I think there is a lesson here for us as we see the same things happening all around us in our own society and time. Isn’t it easy to get impatient, even to be tempted to take matters into our own hands and to anoint ourselves crusaders in the culture war? And to be sure, certainly there are times when we must stand up for righteousness in the public square. There are times when we will be called upon to take a stand in the public square, for sure. But before we march into battle on the blogosphere, or vent our spleens on social media, we should ask ourselves first, “Have I brought this to God and asked Him to act? Does my grief and anger at the moral decay that I see drive me to my knees or only to my keyboard?” If your moral outrage drives you more readily into political action than it does drive you to the throne of God, let me say to you that your instincts are still being shaped far more by the spirit of the age than by the truth of God’s holy Word. So the psalmist here prays for divine intervention. He wants God to act.
And notice the two “therefores” that follow. These are the consequences. This is how God’s intervention amidst all the trials and temptations and difficulties he sees around him, this is how it’s going to change him, how it will change us. “Therefore, I love Your commandments above gold, above fine gold. Therefore, I consider all Your precepts to be right; I hate every false way.” His love for the Word of God deepens, not just in reaction to the wickedness he sees around him, but as a consequence for the longed for intervention of God that is its only antidote. The Bible becomes more precious to him than gold, than fine gold. He sees more clearly than ever that the Bible is right and he resolves to live this way and not that way.
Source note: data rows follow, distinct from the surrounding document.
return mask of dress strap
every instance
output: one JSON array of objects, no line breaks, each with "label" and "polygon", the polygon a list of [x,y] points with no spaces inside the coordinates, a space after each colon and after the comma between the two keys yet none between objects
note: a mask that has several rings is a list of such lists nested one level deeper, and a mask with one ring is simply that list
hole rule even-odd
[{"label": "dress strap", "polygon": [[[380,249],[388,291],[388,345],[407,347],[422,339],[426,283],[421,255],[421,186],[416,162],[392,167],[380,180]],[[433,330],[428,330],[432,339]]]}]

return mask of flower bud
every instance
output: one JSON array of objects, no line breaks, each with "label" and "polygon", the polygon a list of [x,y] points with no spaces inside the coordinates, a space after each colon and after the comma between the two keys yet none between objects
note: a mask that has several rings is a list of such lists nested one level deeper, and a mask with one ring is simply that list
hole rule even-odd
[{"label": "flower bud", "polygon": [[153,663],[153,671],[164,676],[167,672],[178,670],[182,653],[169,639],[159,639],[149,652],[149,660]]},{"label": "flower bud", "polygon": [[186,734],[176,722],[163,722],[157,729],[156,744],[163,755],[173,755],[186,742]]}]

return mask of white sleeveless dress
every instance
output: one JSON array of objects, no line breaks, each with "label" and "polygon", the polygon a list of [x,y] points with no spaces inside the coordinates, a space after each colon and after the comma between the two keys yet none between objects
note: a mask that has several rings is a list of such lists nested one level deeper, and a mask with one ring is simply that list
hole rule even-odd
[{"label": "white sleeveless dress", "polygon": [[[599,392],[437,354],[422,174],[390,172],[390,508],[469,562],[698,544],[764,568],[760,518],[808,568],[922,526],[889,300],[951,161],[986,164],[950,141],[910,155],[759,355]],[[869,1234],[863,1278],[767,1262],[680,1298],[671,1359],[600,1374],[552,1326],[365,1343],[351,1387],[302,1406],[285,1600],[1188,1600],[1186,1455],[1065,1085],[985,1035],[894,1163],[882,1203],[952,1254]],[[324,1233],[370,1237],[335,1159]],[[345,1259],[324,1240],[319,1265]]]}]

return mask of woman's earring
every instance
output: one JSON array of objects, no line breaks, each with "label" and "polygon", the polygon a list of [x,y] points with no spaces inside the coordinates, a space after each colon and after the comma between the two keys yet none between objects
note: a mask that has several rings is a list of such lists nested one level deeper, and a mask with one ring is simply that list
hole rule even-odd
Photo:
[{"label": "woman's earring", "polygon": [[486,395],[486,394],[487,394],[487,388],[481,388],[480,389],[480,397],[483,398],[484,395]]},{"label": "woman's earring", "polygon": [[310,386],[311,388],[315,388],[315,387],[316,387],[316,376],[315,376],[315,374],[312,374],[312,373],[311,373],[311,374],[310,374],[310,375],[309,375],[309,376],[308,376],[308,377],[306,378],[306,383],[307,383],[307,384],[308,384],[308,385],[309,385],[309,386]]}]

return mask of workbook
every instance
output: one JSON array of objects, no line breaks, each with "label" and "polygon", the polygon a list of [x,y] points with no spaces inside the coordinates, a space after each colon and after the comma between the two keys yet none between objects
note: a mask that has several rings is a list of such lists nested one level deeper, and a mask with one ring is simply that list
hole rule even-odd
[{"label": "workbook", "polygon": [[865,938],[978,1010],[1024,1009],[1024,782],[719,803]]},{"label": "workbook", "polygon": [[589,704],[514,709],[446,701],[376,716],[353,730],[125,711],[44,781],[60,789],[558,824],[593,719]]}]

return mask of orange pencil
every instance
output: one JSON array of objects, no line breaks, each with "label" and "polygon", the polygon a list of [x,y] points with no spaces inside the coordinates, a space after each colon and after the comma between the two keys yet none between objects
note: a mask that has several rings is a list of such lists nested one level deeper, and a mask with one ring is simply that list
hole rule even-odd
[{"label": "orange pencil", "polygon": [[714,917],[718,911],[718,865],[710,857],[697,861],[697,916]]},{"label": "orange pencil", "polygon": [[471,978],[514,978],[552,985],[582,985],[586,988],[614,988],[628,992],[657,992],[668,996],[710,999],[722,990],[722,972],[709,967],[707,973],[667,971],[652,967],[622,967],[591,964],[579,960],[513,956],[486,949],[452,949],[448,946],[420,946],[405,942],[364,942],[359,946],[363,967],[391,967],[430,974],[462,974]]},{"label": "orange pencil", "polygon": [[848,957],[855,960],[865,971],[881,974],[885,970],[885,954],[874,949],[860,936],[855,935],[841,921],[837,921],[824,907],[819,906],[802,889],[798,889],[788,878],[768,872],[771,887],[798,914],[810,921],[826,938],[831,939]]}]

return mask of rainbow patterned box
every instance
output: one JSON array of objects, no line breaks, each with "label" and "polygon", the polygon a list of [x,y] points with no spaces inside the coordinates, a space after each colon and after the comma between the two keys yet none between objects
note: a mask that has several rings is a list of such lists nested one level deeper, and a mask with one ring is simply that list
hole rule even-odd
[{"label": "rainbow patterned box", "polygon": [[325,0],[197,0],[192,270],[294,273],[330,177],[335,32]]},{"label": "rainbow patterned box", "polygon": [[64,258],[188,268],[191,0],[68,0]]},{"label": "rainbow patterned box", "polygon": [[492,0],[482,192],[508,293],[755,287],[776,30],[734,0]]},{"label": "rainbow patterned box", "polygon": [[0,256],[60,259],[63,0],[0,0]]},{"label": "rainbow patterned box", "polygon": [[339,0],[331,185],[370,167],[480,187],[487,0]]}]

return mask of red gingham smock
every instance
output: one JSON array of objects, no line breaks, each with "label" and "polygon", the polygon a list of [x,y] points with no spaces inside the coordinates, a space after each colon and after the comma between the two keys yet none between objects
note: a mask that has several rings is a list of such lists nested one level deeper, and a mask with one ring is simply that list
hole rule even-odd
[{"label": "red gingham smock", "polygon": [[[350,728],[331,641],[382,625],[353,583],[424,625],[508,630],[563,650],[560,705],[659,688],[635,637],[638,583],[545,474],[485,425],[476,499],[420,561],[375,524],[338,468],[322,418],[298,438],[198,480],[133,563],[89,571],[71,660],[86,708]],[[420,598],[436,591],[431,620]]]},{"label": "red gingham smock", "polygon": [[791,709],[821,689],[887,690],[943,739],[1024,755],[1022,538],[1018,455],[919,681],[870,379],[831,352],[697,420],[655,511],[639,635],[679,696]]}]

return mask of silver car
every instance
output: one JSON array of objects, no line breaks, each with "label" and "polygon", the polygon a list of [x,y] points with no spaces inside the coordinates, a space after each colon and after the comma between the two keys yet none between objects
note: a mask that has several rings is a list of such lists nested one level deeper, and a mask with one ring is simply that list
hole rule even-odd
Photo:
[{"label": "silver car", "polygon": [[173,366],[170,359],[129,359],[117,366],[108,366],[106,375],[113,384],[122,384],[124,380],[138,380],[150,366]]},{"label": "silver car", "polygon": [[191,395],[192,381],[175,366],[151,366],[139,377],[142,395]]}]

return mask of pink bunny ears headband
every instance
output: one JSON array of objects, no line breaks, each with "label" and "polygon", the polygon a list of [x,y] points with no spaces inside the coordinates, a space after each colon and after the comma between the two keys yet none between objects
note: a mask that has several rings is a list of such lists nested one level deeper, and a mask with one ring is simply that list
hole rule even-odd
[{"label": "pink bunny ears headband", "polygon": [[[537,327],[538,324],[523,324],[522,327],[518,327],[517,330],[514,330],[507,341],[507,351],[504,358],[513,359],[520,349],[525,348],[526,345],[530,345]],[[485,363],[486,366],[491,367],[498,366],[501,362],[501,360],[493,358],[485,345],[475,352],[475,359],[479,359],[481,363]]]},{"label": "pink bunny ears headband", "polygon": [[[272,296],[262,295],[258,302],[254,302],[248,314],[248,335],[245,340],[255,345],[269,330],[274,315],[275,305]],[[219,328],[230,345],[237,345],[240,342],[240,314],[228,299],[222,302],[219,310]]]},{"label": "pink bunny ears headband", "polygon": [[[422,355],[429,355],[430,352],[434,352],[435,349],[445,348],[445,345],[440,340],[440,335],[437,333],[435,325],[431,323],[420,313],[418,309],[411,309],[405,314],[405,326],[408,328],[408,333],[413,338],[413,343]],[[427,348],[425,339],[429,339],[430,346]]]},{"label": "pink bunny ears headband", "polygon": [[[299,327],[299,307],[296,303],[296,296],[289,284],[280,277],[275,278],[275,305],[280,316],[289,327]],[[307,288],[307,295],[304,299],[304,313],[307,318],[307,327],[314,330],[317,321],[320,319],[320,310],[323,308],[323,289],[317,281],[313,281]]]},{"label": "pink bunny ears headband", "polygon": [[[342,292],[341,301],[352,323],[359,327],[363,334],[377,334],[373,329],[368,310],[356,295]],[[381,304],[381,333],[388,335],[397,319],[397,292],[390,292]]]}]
Everything that contradicts it, he now sees in razor-sharp focus as something to be rejected and denied. The Word becomes everything to him.
When we think that God works for us, we become culture warriors, but we do not become evangelists. We take revenge but we do not pray. We use words as weapons by which to win an argument instead of loving the Word of God as more precious than much fine gold and crying to the Lord to intervene. This part of Psalm 119 is teaching us when we really get, when we really get that we are God’s servants and that He doesn’t work for us, His ways become our great desire, we turn from revenge to trust in His intervention, we rest on Christ who is our surety, and our very great reward. God’s rescue frees us, it frees us. He has given Jesus to be our surety. Look to Him. He can set you free. God’s love teaches us. We badly need divine instruction, don’t we? And so cry to God to give you His light. His steadfast love constrains Him to answer that prayer on your behalf. And God’s intervention changes us. When He intervenes, we begin to love His Word all the more, love His ways, love Him all the more. And so may God teach us, as the psalmist models for us, to depend wholly upon Him.
Let us pray.
Our God and Father, how we adore You. For Your Word, it is indeed a light to our feet and a lamp to our path. It warns us to walk in Your way. It is more precious than gold, much fine gold, sweeter by far than honey from the comb. And in keeping it, Your servant is warned that by obedience to it there is yet much reward. Grant us grace then to trust it and live in its light, for Your glory, in Jesus’ name, amen.